Roger Machado lamenta chances perdidas contra o Fluminense: “A bola pune, não aceita desaforo”

O Bahia volta a campo na próxima quarta-feira, contra o Grêmio

O Bahia abusou de desperdiçar chances de gola no duelo contra o Fluminense, na noite deste sábado (12), em partida realizada no Maracanã. Como diz o ditado: ‘Quem não faz tomar’, o Tricolor baiano  foi superado pelo carioca por 2 a 0. Com o resultado, o Tricolor chegou ao terceiro jogo seguido sem vitória no Campeonato Brasileiro e pode ver o G-6 mais distante.

Depois do apito final o técnico Roger Machado reconheceu o baixo rendimento da sua equipe e falou sobre o nível de concentração durante a partida.

“Jogo que, tecnicamente, nós tivemos abaixo. Jogo com nível de concentração baixa. Intensidade alta no segundo tempo, o que levou a muitas oportunidades. Proporcionamos erros importantes, que além de dar confiança, deram bastante campo ao Fluminense. No segundo tempo, com as mudanças, menos pelas mudanças, muita mais pelo nível de concentração mais alto, nos levou a ter o controle do jogo. Jogo ruim tecnicamente e um resultado ruim. Jogo com confiança alta pela possibilidade de alcançar a quinta colocação, mas concentração baixa. A bola não aceita desaforo. A gente sai derrotado e insatisfeito com o que produzimos”, avalia Roger.
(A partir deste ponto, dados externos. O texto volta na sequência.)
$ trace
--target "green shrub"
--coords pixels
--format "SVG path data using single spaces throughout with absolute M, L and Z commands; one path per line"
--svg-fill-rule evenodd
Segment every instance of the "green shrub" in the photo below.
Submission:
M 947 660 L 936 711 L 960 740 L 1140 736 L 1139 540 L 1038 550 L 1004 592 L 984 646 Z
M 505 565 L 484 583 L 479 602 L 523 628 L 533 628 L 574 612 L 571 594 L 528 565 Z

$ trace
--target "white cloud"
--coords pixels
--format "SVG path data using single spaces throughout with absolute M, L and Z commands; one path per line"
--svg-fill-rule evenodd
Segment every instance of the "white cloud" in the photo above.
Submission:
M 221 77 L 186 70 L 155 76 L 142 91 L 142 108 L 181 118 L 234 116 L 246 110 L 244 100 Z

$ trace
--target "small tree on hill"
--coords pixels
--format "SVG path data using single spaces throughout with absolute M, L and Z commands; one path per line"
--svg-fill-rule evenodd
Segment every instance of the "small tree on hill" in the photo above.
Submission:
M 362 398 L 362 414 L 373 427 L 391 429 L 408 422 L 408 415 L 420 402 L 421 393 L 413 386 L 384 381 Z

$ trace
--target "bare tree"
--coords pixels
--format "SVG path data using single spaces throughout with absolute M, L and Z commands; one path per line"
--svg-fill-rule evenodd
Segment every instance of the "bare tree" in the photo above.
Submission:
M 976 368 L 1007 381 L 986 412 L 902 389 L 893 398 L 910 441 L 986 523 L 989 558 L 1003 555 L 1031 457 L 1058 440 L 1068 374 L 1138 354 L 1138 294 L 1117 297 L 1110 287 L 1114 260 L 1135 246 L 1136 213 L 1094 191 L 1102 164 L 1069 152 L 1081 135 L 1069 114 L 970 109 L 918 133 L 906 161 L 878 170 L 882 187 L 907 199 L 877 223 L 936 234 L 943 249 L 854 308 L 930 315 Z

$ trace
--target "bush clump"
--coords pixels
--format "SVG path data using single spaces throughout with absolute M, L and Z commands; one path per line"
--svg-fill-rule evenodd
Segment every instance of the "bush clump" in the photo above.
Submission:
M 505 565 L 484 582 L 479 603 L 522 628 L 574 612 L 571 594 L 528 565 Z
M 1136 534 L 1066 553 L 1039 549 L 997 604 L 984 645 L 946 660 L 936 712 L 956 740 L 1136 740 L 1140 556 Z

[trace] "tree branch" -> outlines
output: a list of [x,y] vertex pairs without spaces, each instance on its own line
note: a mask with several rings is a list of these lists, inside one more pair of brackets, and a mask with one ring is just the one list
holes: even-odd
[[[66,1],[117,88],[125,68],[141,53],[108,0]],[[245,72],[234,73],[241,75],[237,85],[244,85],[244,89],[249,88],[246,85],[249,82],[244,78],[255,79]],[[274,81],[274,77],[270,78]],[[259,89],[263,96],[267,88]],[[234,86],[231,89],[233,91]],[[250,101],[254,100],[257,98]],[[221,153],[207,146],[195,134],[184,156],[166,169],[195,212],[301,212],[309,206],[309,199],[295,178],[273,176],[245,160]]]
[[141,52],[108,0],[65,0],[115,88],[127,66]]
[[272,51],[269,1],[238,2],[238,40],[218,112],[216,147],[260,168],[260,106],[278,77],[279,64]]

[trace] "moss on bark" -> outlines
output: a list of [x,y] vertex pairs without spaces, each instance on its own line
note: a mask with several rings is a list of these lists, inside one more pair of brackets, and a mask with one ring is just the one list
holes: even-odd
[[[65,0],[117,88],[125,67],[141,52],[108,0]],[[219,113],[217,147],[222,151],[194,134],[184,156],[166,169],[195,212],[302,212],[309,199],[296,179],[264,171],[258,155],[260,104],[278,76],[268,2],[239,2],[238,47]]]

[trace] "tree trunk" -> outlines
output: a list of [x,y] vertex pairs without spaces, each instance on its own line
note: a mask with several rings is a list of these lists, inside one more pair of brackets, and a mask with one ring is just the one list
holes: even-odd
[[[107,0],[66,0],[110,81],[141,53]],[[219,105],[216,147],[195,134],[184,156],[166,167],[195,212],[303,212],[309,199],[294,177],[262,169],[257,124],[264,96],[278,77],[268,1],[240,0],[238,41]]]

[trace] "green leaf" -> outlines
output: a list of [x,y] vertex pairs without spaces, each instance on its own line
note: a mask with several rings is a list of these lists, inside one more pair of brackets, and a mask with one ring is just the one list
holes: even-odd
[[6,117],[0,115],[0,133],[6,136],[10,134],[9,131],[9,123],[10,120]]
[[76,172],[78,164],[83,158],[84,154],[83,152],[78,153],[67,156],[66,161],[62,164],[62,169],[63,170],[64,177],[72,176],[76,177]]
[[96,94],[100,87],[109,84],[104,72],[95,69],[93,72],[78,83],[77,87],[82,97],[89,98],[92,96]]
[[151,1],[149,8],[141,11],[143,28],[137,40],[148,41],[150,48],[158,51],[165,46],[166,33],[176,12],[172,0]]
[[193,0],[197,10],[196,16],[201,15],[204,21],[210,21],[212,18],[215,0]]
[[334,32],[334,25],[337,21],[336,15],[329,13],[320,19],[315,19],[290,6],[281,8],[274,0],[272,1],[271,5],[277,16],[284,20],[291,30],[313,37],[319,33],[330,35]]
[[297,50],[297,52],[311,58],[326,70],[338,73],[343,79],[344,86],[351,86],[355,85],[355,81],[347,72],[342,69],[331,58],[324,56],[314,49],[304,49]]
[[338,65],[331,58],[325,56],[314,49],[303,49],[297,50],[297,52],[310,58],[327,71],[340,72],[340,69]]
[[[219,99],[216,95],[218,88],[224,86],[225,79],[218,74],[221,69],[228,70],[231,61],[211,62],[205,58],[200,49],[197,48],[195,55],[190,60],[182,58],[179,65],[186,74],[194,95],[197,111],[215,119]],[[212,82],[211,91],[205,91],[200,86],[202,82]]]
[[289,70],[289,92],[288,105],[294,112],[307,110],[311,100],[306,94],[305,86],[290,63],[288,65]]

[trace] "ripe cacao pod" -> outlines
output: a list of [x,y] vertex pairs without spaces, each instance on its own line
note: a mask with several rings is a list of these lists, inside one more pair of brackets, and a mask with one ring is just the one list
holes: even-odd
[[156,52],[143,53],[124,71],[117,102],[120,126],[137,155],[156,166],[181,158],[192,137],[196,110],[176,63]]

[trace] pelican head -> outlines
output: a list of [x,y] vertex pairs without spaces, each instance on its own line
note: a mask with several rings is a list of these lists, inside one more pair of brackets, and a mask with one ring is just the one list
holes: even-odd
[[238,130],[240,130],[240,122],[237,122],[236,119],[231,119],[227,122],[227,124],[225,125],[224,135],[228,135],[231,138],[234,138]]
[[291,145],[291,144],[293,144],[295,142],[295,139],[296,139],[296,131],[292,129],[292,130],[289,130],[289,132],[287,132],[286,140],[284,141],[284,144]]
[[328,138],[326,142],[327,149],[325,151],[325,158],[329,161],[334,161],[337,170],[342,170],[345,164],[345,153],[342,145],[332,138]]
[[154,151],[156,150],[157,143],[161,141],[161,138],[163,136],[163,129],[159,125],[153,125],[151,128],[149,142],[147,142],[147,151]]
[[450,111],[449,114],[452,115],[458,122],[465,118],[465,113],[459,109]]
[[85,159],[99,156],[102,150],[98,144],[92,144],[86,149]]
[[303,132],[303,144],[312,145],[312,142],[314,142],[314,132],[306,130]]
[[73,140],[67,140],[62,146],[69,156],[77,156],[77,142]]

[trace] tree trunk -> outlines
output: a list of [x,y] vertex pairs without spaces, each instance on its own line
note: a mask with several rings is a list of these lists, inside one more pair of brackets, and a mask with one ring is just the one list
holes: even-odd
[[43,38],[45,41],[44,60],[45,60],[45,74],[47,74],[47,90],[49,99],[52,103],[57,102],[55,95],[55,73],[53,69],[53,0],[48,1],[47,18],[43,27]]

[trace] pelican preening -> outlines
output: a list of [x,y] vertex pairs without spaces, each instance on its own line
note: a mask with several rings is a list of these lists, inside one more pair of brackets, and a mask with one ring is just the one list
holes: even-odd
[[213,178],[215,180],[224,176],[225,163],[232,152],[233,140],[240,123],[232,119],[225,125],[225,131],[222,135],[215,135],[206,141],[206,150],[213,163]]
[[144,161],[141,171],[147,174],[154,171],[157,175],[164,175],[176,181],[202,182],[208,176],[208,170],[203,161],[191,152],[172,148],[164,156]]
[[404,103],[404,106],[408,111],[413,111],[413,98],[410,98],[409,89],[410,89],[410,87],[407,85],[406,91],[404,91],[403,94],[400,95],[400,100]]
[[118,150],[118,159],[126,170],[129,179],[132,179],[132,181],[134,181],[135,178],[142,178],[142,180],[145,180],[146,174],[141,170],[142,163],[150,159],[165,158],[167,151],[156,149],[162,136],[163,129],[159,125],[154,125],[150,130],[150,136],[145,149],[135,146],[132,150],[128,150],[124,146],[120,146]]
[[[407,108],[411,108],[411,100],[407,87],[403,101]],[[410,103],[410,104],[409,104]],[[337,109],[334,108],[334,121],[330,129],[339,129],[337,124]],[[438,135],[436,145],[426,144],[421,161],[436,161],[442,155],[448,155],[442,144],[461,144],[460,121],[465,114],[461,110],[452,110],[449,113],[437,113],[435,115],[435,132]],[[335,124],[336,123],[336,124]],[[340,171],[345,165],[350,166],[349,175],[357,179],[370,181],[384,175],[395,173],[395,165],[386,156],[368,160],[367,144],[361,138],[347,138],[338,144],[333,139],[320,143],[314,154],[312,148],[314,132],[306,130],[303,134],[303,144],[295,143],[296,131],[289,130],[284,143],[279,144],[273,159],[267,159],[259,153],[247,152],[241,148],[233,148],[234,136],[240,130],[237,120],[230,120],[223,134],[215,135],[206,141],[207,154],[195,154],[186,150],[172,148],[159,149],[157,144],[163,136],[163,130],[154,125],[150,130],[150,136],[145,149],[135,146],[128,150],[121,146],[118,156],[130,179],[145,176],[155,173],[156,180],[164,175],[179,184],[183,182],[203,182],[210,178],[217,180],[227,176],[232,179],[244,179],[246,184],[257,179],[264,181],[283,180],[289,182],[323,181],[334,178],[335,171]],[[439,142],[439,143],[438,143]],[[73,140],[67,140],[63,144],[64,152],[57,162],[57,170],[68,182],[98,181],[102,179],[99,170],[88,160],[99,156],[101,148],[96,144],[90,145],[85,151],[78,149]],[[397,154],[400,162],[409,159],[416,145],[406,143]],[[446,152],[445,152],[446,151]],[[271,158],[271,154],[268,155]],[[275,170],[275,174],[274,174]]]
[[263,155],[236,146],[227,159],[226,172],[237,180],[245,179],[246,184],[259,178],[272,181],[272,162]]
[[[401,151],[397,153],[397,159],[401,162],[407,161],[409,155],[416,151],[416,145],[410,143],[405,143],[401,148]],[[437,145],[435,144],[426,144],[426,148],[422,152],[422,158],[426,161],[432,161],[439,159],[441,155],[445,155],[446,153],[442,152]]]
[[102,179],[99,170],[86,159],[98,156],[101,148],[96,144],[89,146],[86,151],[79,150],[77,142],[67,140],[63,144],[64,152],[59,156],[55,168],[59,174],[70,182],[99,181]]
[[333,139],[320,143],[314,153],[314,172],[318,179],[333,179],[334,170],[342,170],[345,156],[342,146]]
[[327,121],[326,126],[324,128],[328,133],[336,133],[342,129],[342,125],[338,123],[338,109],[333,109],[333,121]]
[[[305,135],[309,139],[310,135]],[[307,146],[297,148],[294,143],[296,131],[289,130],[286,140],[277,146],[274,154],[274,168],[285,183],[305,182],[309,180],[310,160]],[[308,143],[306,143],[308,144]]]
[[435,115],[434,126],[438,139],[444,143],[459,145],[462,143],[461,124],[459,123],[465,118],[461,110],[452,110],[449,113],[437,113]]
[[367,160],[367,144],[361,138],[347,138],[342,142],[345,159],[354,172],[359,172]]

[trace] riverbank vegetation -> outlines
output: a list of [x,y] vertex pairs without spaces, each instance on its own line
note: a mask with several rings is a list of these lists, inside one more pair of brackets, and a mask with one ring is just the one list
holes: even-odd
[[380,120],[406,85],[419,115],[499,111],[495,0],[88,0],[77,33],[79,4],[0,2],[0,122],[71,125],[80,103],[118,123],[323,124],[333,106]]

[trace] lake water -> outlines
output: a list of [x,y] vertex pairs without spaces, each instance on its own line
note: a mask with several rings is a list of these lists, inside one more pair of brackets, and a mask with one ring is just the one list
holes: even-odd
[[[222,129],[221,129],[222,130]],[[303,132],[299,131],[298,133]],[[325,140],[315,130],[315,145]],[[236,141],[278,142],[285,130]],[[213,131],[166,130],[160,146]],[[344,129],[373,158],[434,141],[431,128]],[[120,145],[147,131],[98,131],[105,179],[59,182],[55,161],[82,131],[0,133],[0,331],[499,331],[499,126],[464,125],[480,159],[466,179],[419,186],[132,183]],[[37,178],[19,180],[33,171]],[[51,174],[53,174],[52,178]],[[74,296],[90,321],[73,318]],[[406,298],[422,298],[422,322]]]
O treinador aproveitou para falar sobre as chances desperdiçadas, mas evitou ficar se lamentando e já fez projeções para o duelo contra o Grêmio na próxima rodada.

“Contra o Athletico, foi dois centímetros da trave para dentro, dois centímetros para baixo. Volume foi bom. Posso cobrar quando a gente não consegue criar. Gilberto esteve presente nas melhores chances. Contra o São Paulo, foi amarrado pela característica de jogo. Nas bolas na trave, o nível de concentração estava alto. Hoje, o nível de concentração baixo, a chance de errar é maior. Você proporciona a chance de entregar o jogo ao adversário, que está jogando seu campeonato, querendo sair da zona incômoda. A bola pune. Não aceita desaforo. Mas quando ganha, todos ganham juntos. Quando perde, todos perdem juntos. Vamos avaliar, consertar o que tiver para consertar. Não tem tempo para treinar. A gente pode falar da falta de sincronismo pelas modificações, colocar o Guerra numa posição para não mexer no meio, que tinha a engrenagem já consolidada. Perder faz parte do campeonato. A gente sente a frustração de não subir na tabela. Mas é lamber as feridas e partir para o Grêmio”.

O Bahia volta a campo na próxima quarta-feira, quando enfrenta o Grêmio, em Porto Alegre, às 19h15 (horário de Brasília).